Despite being a Marxist economist, Mitra was critical of the Communist Party of India (Marxist) on several occasions. After the police firing in East Midnapore district’s Nandigram on March 14, 2007, where at least 14 persons were killed, he lashed out at the Buddhdeb Bhattacharjee government. “If I do not speak out now, my conscience will never pardon me,” Mitra had said. In a fitting tribute, former Governor of West Bengal Gopal Krishna Gandhi writes, “Ashokbabu, traversed fields that included Michelangelo, Antonio Gramsci, the lyrics of the Tagore music that was being played by an instrumental choir, Victoria Ocampo and, in answer to a question on whether crime thrillers still fascinated him, a short dissertation on Earl Stanley Gardner's oeuvre.”

Gandhi adds that “in his compact little study which had four walls lined with books from floor level to almost the ceiling showed age and handling. More importantly, they bespoke belonging. They sat on those shelves, with a few small framed photographs of family and friends - and one of Lenin.

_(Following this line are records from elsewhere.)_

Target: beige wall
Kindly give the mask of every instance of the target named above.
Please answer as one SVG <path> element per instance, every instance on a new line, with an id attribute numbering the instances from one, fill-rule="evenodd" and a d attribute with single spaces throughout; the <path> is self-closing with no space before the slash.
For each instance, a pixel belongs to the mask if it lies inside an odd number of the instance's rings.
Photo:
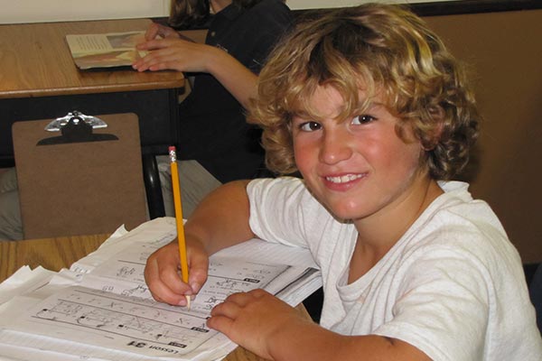
<path id="1" fill-rule="evenodd" d="M 369 0 L 286 0 L 292 9 L 355 5 Z M 378 1 L 378 0 L 375 0 Z M 380 0 L 425 3 L 449 0 Z M 0 23 L 160 17 L 169 14 L 170 0 L 0 0 Z"/>
<path id="2" fill-rule="evenodd" d="M 524 263 L 542 261 L 542 10 L 426 17 L 472 66 L 485 122 L 472 192 L 500 218 Z"/>

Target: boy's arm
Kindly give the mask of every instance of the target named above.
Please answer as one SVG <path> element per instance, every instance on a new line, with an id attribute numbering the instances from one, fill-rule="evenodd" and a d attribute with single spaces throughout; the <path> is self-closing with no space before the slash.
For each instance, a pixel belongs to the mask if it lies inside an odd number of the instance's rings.
<path id="1" fill-rule="evenodd" d="M 186 222 L 184 234 L 199 240 L 210 255 L 253 238 L 248 226 L 248 182 L 236 180 L 212 191 Z"/>
<path id="2" fill-rule="evenodd" d="M 185 296 L 197 293 L 207 280 L 209 255 L 254 237 L 248 227 L 248 183 L 238 180 L 220 187 L 201 201 L 186 222 L 189 284 L 182 281 L 179 273 L 177 240 L 148 257 L 145 279 L 155 300 L 186 305 Z"/>
<path id="3" fill-rule="evenodd" d="M 276 361 L 430 360 L 398 339 L 330 331 L 263 290 L 228 297 L 213 309 L 208 326 L 261 357 Z"/>

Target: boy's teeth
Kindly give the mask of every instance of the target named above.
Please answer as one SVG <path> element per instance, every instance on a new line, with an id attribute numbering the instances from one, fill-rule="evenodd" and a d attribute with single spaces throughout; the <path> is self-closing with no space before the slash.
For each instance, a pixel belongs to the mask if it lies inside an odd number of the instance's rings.
<path id="1" fill-rule="evenodd" d="M 361 178 L 361 174 L 346 174 L 341 175 L 341 177 L 325 177 L 327 180 L 332 183 L 346 183 L 347 181 L 350 181 L 358 178 Z"/>

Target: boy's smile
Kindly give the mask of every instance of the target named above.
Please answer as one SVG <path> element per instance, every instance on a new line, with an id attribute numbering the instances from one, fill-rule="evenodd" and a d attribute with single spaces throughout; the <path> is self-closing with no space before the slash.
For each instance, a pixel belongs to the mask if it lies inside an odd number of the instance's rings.
<path id="1" fill-rule="evenodd" d="M 405 140 L 399 138 L 399 119 L 382 103 L 375 97 L 362 114 L 337 119 L 343 98 L 334 88 L 322 86 L 310 100 L 321 116 L 294 117 L 298 169 L 313 195 L 339 218 L 389 225 L 395 217 L 409 218 L 424 201 L 430 178 L 420 165 L 420 142 L 407 128 Z"/>

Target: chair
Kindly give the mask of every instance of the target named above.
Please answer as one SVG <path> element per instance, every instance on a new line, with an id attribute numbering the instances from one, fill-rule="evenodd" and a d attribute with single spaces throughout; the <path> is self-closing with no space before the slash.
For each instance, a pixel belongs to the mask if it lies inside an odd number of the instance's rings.
<path id="1" fill-rule="evenodd" d="M 24 238 L 112 233 L 145 222 L 137 116 L 69 116 L 56 124 L 61 135 L 45 130 L 51 119 L 13 125 Z M 93 128 L 89 119 L 107 127 Z"/>
<path id="2" fill-rule="evenodd" d="M 542 333 L 542 264 L 537 265 L 528 284 L 531 302 L 537 311 L 537 325 Z"/>

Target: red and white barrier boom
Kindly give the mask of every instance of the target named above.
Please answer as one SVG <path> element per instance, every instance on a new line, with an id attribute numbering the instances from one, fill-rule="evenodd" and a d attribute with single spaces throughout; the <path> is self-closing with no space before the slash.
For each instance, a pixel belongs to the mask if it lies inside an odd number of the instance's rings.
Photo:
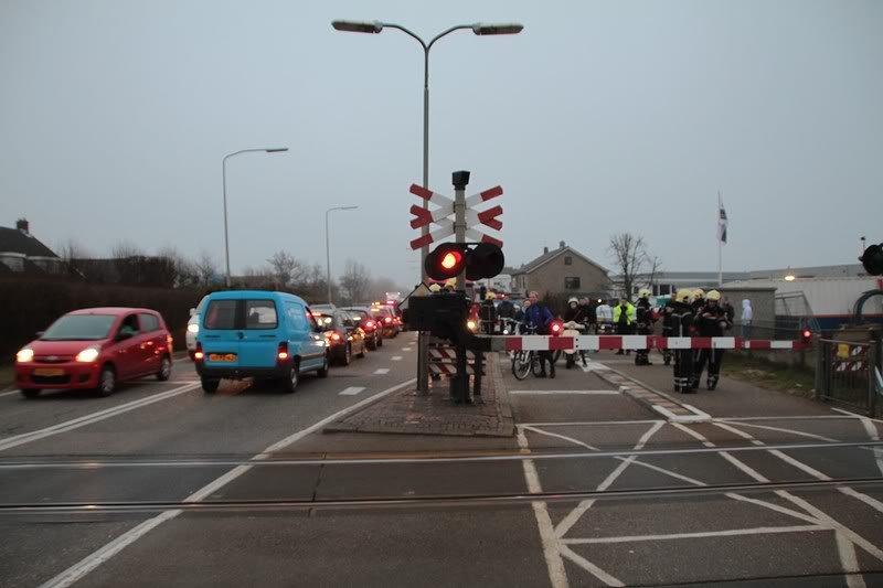
<path id="1" fill-rule="evenodd" d="M 490 351 L 555 350 L 643 350 L 643 349 L 808 349 L 806 341 L 742 339 L 741 336 L 657 336 L 657 335 L 477 335 L 490 342 Z"/>

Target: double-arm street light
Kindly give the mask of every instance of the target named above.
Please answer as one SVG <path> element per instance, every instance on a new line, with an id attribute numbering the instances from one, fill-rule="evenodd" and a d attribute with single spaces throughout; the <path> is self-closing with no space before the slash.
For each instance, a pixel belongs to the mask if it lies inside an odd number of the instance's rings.
<path id="1" fill-rule="evenodd" d="M 228 153 L 224 156 L 223 161 L 221 162 L 221 174 L 223 178 L 224 183 L 224 256 L 226 259 L 226 284 L 227 288 L 230 288 L 230 233 L 227 231 L 227 160 L 234 156 L 238 156 L 242 153 L 279 153 L 281 151 L 288 151 L 287 147 L 265 147 L 263 149 L 242 149 L 240 151 L 234 151 L 233 153 Z"/>
<path id="2" fill-rule="evenodd" d="M 331 303 L 331 245 L 328 237 L 328 215 L 331 211 L 353 211 L 359 206 L 334 206 L 325 211 L 325 264 L 328 271 L 328 303 Z"/>
<path id="3" fill-rule="evenodd" d="M 383 32 L 383 29 L 397 29 L 405 33 L 406 35 L 414 39 L 417 43 L 421 44 L 423 47 L 423 185 L 425 188 L 429 188 L 429 50 L 433 49 L 433 45 L 436 41 L 442 39 L 443 36 L 453 33 L 454 31 L 460 31 L 465 29 L 471 29 L 475 34 L 478 35 L 492 35 L 492 34 L 517 34 L 520 33 L 521 30 L 524 28 L 518 23 L 508 23 L 508 24 L 486 24 L 481 22 L 477 22 L 474 24 L 457 24 L 451 26 L 446 31 L 442 31 L 433 39 L 429 40 L 427 43 L 419 35 L 415 34 L 414 32 L 405 29 L 401 24 L 394 24 L 391 22 L 380 22 L 380 21 L 348 21 L 348 20 L 336 20 L 331 22 L 331 26 L 333 26 L 337 31 L 347 31 L 352 33 L 372 33 L 377 34 Z M 424 210 L 428 210 L 429 201 L 423 201 Z M 426 236 L 429 234 L 429 225 L 424 225 L 421 229 L 421 235 Z M 429 246 L 424 245 L 421 247 L 421 281 L 426 280 L 426 268 L 425 261 L 426 256 L 429 253 Z M 417 386 L 422 393 L 428 392 L 428 356 L 429 351 L 426 344 L 426 338 L 421 336 L 418 340 L 418 350 L 417 350 Z"/>

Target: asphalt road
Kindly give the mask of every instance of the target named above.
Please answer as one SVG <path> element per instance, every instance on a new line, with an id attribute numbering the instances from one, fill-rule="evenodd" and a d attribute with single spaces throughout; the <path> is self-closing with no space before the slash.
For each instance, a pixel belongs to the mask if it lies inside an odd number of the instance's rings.
<path id="1" fill-rule="evenodd" d="M 408 386 L 415 351 L 404 333 L 294 395 L 205 396 L 180 362 L 109 398 L 0 396 L 0 585 L 883 586 L 883 485 L 831 483 L 881 477 L 851 445 L 880 421 L 727 379 L 671 421 L 605 377 L 664 392 L 664 367 L 603 352 L 504 374 L 514 439 L 321 432 Z M 371 461 L 280 461 L 342 457 Z M 125 509 L 33 509 L 74 503 Z"/>

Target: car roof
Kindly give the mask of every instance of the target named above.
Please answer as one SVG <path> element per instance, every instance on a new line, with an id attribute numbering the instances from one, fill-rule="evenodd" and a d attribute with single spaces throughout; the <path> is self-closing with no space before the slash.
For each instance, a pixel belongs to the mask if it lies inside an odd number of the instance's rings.
<path id="1" fill-rule="evenodd" d="M 156 310 L 149 308 L 128 308 L 128 307 L 97 307 L 97 308 L 83 308 L 79 310 L 72 310 L 67 314 L 113 314 L 115 317 L 128 314 L 129 312 L 151 312 L 159 314 Z"/>
<path id="2" fill-rule="evenodd" d="M 257 299 L 273 299 L 273 300 L 291 300 L 300 304 L 307 306 L 302 298 L 288 292 L 275 292 L 272 290 L 223 290 L 212 292 L 209 295 L 211 300 L 243 300 L 245 298 Z"/>

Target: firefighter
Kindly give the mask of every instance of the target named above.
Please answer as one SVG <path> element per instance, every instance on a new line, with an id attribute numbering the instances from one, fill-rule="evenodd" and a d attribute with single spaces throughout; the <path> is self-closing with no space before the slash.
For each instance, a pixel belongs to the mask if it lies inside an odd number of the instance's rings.
<path id="1" fill-rule="evenodd" d="M 693 327 L 693 308 L 690 290 L 678 290 L 671 303 L 671 336 L 690 336 Z M 693 385 L 693 350 L 674 350 L 674 392 L 695 392 Z"/>
<path id="2" fill-rule="evenodd" d="M 493 292 L 485 295 L 485 300 L 481 301 L 481 307 L 478 309 L 478 317 L 481 320 L 481 330 L 489 335 L 493 334 L 493 327 L 497 324 L 497 307 L 493 301 L 497 296 Z"/>
<path id="3" fill-rule="evenodd" d="M 635 306 L 626 297 L 623 297 L 614 309 L 614 325 L 618 335 L 630 335 L 635 328 Z M 631 355 L 631 350 L 628 353 Z M 623 350 L 616 354 L 623 355 Z"/>
<path id="4" fill-rule="evenodd" d="M 653 309 L 650 306 L 650 290 L 642 288 L 638 292 L 638 304 L 635 307 L 635 318 L 639 335 L 653 334 Z M 638 350 L 635 354 L 635 365 L 653 365 L 650 363 L 650 352 L 647 348 Z"/>
<path id="5" fill-rule="evenodd" d="M 733 322 L 726 312 L 726 309 L 721 304 L 721 292 L 712 290 L 705 297 L 705 306 L 699 310 L 696 316 L 696 331 L 699 336 L 723 336 L 724 331 L 730 330 Z M 693 387 L 699 387 L 699 382 L 702 379 L 702 371 L 705 368 L 705 363 L 709 364 L 709 378 L 705 386 L 709 389 L 717 387 L 717 378 L 721 373 L 721 362 L 724 357 L 724 350 L 722 349 L 702 349 L 699 352 L 699 361 L 693 370 Z"/>

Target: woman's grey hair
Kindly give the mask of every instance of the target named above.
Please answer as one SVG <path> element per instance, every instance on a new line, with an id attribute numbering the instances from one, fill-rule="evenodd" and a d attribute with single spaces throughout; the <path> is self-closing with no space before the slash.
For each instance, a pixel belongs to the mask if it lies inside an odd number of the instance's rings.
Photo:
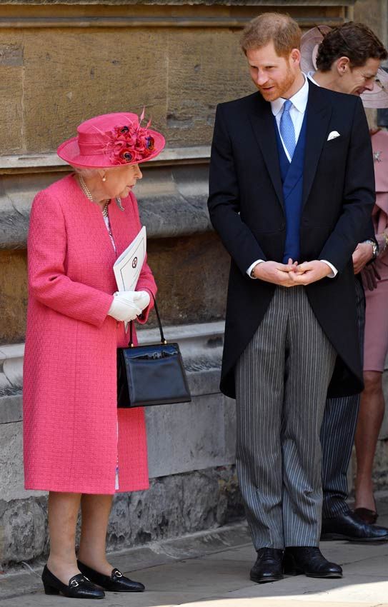
<path id="1" fill-rule="evenodd" d="M 77 175 L 81 175 L 81 177 L 86 177 L 86 179 L 99 175 L 99 171 L 101 170 L 99 169 L 81 169 L 79 166 L 73 166 L 71 164 L 70 166 Z"/>

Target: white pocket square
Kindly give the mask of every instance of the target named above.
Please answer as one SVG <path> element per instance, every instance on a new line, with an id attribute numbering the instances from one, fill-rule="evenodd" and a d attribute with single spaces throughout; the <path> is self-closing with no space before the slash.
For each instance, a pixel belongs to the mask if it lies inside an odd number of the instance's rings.
<path id="1" fill-rule="evenodd" d="M 329 134 L 327 141 L 329 141 L 331 139 L 335 139 L 336 137 L 339 137 L 339 133 L 338 131 L 332 131 L 332 132 Z"/>

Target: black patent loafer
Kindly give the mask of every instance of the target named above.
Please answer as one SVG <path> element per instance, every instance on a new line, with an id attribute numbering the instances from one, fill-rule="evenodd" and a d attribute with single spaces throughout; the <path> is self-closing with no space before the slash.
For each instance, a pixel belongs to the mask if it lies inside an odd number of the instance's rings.
<path id="1" fill-rule="evenodd" d="M 288 576 L 304 573 L 308 578 L 342 578 L 342 568 L 330 563 L 315 546 L 289 546 L 284 551 L 283 571 Z"/>
<path id="2" fill-rule="evenodd" d="M 365 523 L 350 510 L 333 518 L 322 521 L 322 540 L 348 540 L 356 542 L 388 541 L 388 529 Z"/>
<path id="3" fill-rule="evenodd" d="M 94 583 L 101 586 L 109 592 L 143 592 L 146 587 L 141 582 L 135 582 L 123 576 L 119 569 L 112 569 L 110 576 L 99 573 L 91 567 L 88 567 L 77 561 L 78 568 Z"/>
<path id="4" fill-rule="evenodd" d="M 82 573 L 73 576 L 69 584 L 64 584 L 56 578 L 45 565 L 41 581 L 46 594 L 63 594 L 68 598 L 104 598 L 105 593 L 91 583 Z"/>
<path id="5" fill-rule="evenodd" d="M 261 548 L 257 551 L 256 563 L 251 569 L 250 578 L 262 584 L 277 582 L 283 578 L 282 560 L 283 551 L 274 548 Z"/>

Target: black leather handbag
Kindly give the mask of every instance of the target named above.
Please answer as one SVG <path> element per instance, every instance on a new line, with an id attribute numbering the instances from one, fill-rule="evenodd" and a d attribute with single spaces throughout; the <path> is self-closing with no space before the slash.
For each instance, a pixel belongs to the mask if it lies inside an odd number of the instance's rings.
<path id="1" fill-rule="evenodd" d="M 117 348 L 117 406 L 121 408 L 188 403 L 191 400 L 179 346 L 167 343 L 155 298 L 160 343 Z"/>

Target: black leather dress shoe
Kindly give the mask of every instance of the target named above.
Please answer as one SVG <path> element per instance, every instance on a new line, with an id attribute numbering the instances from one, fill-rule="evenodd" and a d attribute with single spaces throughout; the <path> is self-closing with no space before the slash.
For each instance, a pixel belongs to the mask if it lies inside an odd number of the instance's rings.
<path id="1" fill-rule="evenodd" d="M 319 548 L 315 546 L 289 546 L 284 551 L 283 560 L 284 573 L 298 576 L 304 573 L 308 578 L 342 578 L 342 569 L 335 563 L 327 561 Z"/>
<path id="2" fill-rule="evenodd" d="M 368 525 L 349 510 L 334 518 L 323 519 L 321 539 L 357 542 L 388 541 L 388 529 Z"/>
<path id="3" fill-rule="evenodd" d="M 253 582 L 276 582 L 283 578 L 282 560 L 283 551 L 274 548 L 261 548 L 257 551 L 256 563 L 251 569 Z"/>
<path id="4" fill-rule="evenodd" d="M 143 592 L 146 589 L 144 584 L 126 578 L 119 569 L 112 569 L 110 576 L 104 576 L 104 573 L 99 573 L 91 567 L 84 565 L 81 561 L 76 562 L 79 571 L 94 583 L 102 586 L 104 590 L 111 592 Z"/>
<path id="5" fill-rule="evenodd" d="M 61 593 L 69 598 L 104 598 L 105 593 L 101 588 L 91 583 L 82 573 L 73 576 L 69 584 L 64 584 L 61 580 L 53 576 L 45 565 L 41 581 L 46 594 L 59 594 Z"/>

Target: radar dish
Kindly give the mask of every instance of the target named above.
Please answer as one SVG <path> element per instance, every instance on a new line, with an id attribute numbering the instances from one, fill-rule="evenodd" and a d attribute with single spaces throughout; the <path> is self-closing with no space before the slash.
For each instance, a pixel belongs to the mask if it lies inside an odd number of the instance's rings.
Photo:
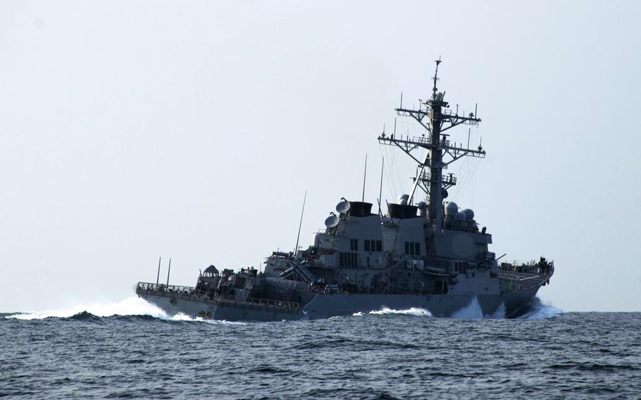
<path id="1" fill-rule="evenodd" d="M 333 213 L 325 220 L 325 226 L 328 227 L 334 227 L 338 225 L 338 217 Z"/>
<path id="2" fill-rule="evenodd" d="M 349 201 L 344 200 L 336 205 L 336 211 L 342 214 L 349 210 Z"/>

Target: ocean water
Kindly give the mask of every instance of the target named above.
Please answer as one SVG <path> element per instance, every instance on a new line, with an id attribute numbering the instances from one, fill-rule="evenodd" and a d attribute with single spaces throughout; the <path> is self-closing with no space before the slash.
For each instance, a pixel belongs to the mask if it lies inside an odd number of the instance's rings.
<path id="1" fill-rule="evenodd" d="M 0 315 L 0 397 L 641 399 L 641 313 L 275 323 L 170 317 L 132 297 Z"/>

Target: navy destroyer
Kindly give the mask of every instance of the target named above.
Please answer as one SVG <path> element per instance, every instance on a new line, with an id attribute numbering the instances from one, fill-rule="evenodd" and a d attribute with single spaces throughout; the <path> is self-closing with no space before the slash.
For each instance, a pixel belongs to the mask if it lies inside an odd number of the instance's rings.
<path id="1" fill-rule="evenodd" d="M 489 250 L 492 235 L 479 228 L 474 212 L 445 201 L 456 184 L 444 173 L 463 157 L 485 151 L 452 142 L 451 128 L 480 122 L 459 115 L 434 85 L 418 109 L 396 108 L 423 130 L 419 137 L 380 134 L 382 145 L 416 161 L 406 194 L 372 213 L 372 203 L 341 199 L 313 243 L 292 252 L 275 251 L 264 270 L 220 270 L 210 265 L 194 287 L 139 282 L 136 293 L 170 315 L 226 320 L 270 321 L 326 318 L 380 310 L 420 308 L 447 317 L 468 307 L 484 315 L 514 317 L 527 310 L 539 288 L 549 282 L 554 263 L 499 262 Z M 464 113 L 463 113 L 464 114 Z"/>

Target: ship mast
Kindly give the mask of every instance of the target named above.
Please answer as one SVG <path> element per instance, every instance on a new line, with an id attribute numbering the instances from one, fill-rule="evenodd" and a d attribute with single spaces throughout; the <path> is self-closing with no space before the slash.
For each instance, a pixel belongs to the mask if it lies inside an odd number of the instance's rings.
<path id="1" fill-rule="evenodd" d="M 394 134 L 387 137 L 383 132 L 378 137 L 378 142 L 382 144 L 397 146 L 418 164 L 418 172 L 413 178 L 413 185 L 409 194 L 411 201 L 413 199 L 417 187 L 420 187 L 427 194 L 428 218 L 435 224 L 437 229 L 442 226 L 443 198 L 447 189 L 456 184 L 456 178 L 452 173 L 443 175 L 442 170 L 447 165 L 463 156 L 471 156 L 480 158 L 485 157 L 485 151 L 479 145 L 477 149 L 463 148 L 461 145 L 451 144 L 444 134 L 446 130 L 461 124 L 477 125 L 480 118 L 475 113 L 470 113 L 468 116 L 459 115 L 458 106 L 456 110 L 449 109 L 449 104 L 443 100 L 444 92 L 438 92 L 436 82 L 438 80 L 438 66 L 441 60 L 436 60 L 436 70 L 434 73 L 432 87 L 432 96 L 426 101 L 419 101 L 418 110 L 404 108 L 402 96 L 401 106 L 396 108 L 400 116 L 411 117 L 416 120 L 426 131 L 425 135 L 420 137 L 399 137 Z M 415 156 L 416 150 L 424 149 L 425 156 L 421 160 Z M 446 194 L 447 196 L 447 194 Z"/>

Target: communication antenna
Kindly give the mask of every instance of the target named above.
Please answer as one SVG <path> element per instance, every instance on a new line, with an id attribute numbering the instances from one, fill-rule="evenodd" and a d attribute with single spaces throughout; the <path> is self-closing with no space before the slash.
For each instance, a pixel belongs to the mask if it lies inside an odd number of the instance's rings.
<path id="1" fill-rule="evenodd" d="M 160 261 L 162 257 L 158 258 L 158 275 L 156 276 L 156 286 L 158 286 L 158 283 L 160 281 Z"/>
<path id="2" fill-rule="evenodd" d="M 167 286 L 169 286 L 169 273 L 171 272 L 171 257 L 169 258 L 169 268 L 167 270 Z"/>
<path id="3" fill-rule="evenodd" d="M 385 167 L 385 158 L 382 158 L 382 162 L 380 163 L 380 187 L 378 188 L 378 215 L 382 215 L 380 212 L 380 200 L 382 197 L 382 171 Z"/>
<path id="4" fill-rule="evenodd" d="M 305 196 L 303 198 L 303 209 L 301 211 L 301 222 L 298 224 L 298 235 L 296 237 L 296 248 L 294 249 L 294 254 L 298 253 L 298 241 L 301 238 L 301 227 L 303 226 L 303 213 L 305 212 L 305 202 L 307 201 L 307 189 L 305 189 Z"/>
<path id="5" fill-rule="evenodd" d="M 365 178 L 367 177 L 367 153 L 365 154 L 365 173 L 363 174 L 363 199 L 361 200 L 363 202 L 365 202 Z"/>

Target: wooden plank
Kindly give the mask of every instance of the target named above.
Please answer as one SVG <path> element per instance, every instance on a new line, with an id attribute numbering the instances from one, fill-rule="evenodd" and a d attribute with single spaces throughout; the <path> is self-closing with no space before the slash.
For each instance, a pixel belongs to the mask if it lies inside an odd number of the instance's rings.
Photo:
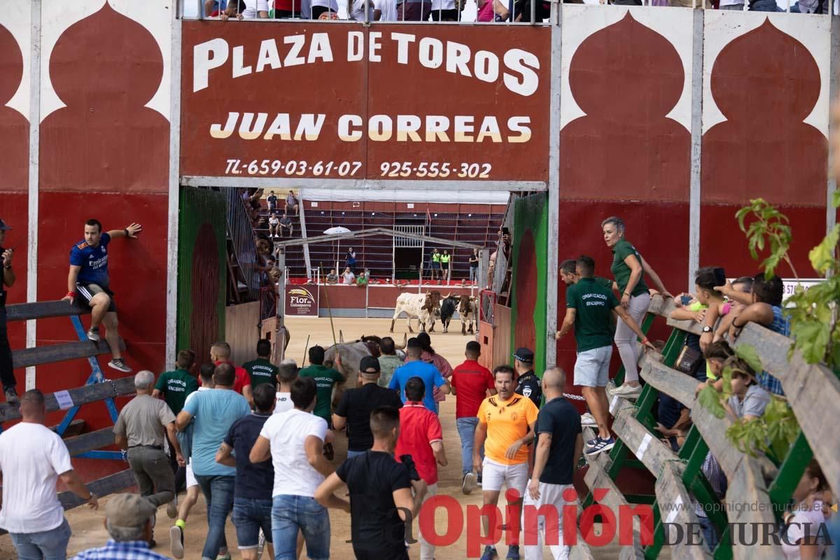
<path id="1" fill-rule="evenodd" d="M 814 457 L 832 489 L 840 492 L 837 436 L 832 422 L 826 421 L 826 418 L 840 417 L 840 379 L 822 364 L 806 364 L 800 352 L 795 352 L 788 362 L 787 353 L 792 342 L 787 337 L 750 322 L 744 326 L 735 346 L 753 346 L 764 369 L 782 382 L 785 396 L 814 451 Z M 819 411 L 819 414 L 814 414 L 814 411 Z M 831 442 L 835 443 L 830 444 Z"/>
<path id="2" fill-rule="evenodd" d="M 16 303 L 6 306 L 7 321 L 27 321 L 29 319 L 72 317 L 74 315 L 84 315 L 90 312 L 91 308 L 87 306 L 71 305 L 70 301 L 63 301 L 61 300 L 37 301 L 34 303 Z"/>
<path id="3" fill-rule="evenodd" d="M 125 343 L 119 339 L 119 349 L 125 350 Z M 12 352 L 12 361 L 15 368 L 28 368 L 42 364 L 54 364 L 66 360 L 89 358 L 111 353 L 105 339 L 94 343 L 91 340 L 80 340 L 76 343 L 64 343 L 50 346 L 39 346 L 32 348 L 21 348 Z"/>
<path id="4" fill-rule="evenodd" d="M 102 477 L 98 480 L 88 483 L 87 486 L 87 489 L 97 495 L 97 498 L 102 498 L 103 496 L 121 492 L 127 488 L 131 488 L 136 484 L 137 481 L 134 479 L 134 475 L 131 474 L 131 469 L 127 468 L 118 473 Z M 70 490 L 60 492 L 58 495 L 58 500 L 61 502 L 61 506 L 65 510 L 72 510 L 74 507 L 78 507 L 85 503 L 85 500 Z"/>
<path id="5" fill-rule="evenodd" d="M 108 398 L 113 398 L 122 395 L 134 394 L 134 378 L 133 375 L 121 377 L 118 379 L 108 379 L 103 383 L 94 383 L 92 385 L 71 389 L 67 391 L 74 406 L 87 405 L 87 403 L 102 400 Z M 55 412 L 61 410 L 58 401 L 55 400 L 55 393 L 48 393 L 45 395 L 46 399 L 47 412 Z M 20 418 L 20 410 L 17 406 L 12 406 L 6 403 L 0 405 L 0 421 L 8 421 Z"/>
<path id="6" fill-rule="evenodd" d="M 676 461 L 677 456 L 662 440 L 661 436 L 653 434 L 645 428 L 640 421 L 633 416 L 629 410 L 621 411 L 612 423 L 612 430 L 616 435 L 627 446 L 627 448 L 636 458 L 644 463 L 654 476 L 662 472 L 663 467 L 669 462 Z M 603 453 L 601 453 L 603 455 Z M 670 463 L 670 464 L 675 464 Z M 682 470 L 681 463 L 679 463 Z"/>
<path id="7" fill-rule="evenodd" d="M 95 430 L 64 440 L 71 455 L 79 455 L 113 444 L 113 427 Z"/>
<path id="8" fill-rule="evenodd" d="M 668 542 L 674 542 L 669 545 L 671 549 L 671 557 L 711 560 L 711 554 L 703 541 L 702 535 L 700 544 L 686 544 L 688 541 L 686 531 L 689 527 L 696 531 L 700 521 L 697 521 L 688 490 L 683 484 L 681 469 L 678 468 L 675 463 L 669 463 L 661 472 L 656 479 L 656 502 L 659 505 L 665 540 Z M 669 531 L 677 531 L 676 528 L 672 527 L 673 525 L 682 526 L 681 536 L 680 535 L 669 536 Z"/>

Once, Pranab Mukherjee, then the finance minister in the Union cabinet in the early 1980s, had accused Mitra of plagiarism referring to a speech he had written for Indira Gamdhi when she was PM. But Mitra was not one to take this accusation lying down. He filed a defamation suit against Mukherjee and withdrew the suit after Mukherjee apologised to Mitra in writing. The entire episode was reported widely in the media at that time. Mitra had very cordial relations with Amartya Sen and was not only happy when Sen was bestowed the Nobel Prize for Economics but also lamented that it was an award that was long overdue.

In 1993, Mitra was invited to deliver the main address at a discussion on the administrative changed in the Panchayat Raj in West Bengal. Present on the occasion was then-Governor or Punjab the late Nirmal Mukerji and MP Debarata Bandopadhyay. Mitra was requested to deliver his speech in English because he was told that the Governor was not very comfortable in understanding Bengali. Mitra promptly retorted, “He still uses Mukherjee as his family name so I will deliver the address in Bengali.” In the entire speech that lasted 90 minutes he did not use a single English word! That is what Ashok Mitra was like. We will miss you Ashok Babu.